The gateway looked real enough and they were elves. The door’s magic buzzed, and I shook my head.
“You can’t keep this door here,” I shook my head. “It’s too damn loud!”
“Sheddy!” Salta’s voice cheered from behind me in the woods. “You found my door! I don’t know who the first mate dragon over there talked to, but he got me one.”
“It’s too loud, Salta!” I curled my fingers into tight fists as my little sister came into view.
“I can’t hear it at all,” she said and cocked her head to the side.
“Well, I can. It’s too loud to keep here,” I shook my head.
The woods were the quietest place I had. These elves with their doorway could just carry on and set up shop somewhere else. If everywhere was loud, I’d go fangs first into someone’s eyeballs eventually.
“Calm down,” Salta sighed. “It’s in the woods.
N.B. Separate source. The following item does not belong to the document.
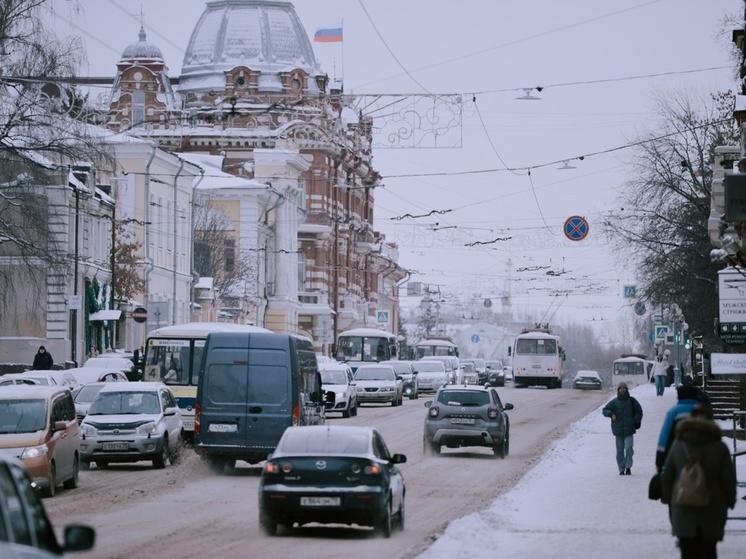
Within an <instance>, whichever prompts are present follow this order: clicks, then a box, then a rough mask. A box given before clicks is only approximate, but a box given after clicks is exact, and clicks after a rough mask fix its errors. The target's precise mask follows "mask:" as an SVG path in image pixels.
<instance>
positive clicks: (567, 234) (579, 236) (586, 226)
mask: <svg viewBox="0 0 746 559" xmlns="http://www.w3.org/2000/svg"><path fill="white" fill-rule="evenodd" d="M564 229H565V237H567V238H568V239H570V240H571V241H582V240H583V239H585V238H586V237H587V236H588V230H589V226H588V221H587V220H586V219H585V218H584V217H582V216H579V215H574V216H572V217H568V218H567V221H565V227H564Z"/></svg>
It’s not like they put it in your house.”
Salta was almost twelve and too young to understand what the real problem was. I was surprised she even knew my name. I’d hidden away long before she was born and followed Terrick around like a lost puppy.
“Where do you think you’re going?” I asked as she stepped toward the door.
“To see our nieces and nephews!” She cheered and I flinched against the squeak of her young voice.
“Shouldn’t you wait until you have a guard?” I asked her. “You can’t run off on Mom like this.”
“She knew the gateway was coming,” Salta sighed. “Look, I’m going to find out if Dakota had his baby yet. Probably not, but I like meeting them fast. They should know me because I’m going to be around a lot.”
“Salta, don’t,” I said and then stopped arguing with her.
She was a child after all.
“You’re not letting this little girl go through any door alone,” I said, turning my building ire toward the gateway guardians instead.
“She can come and go as she pleases,” the blond elf said. “We are not her parents. This gateway is meant to be a safe passage for a child and so it seems your sister is that child.”
“If you’re so worried, why don’t you come with me?” Salta asked. “I’m going either way.”
“Salta,” I said, reaching out for her hand, but she slipped through the door leaving me with no choice but to follow her into another noisy place.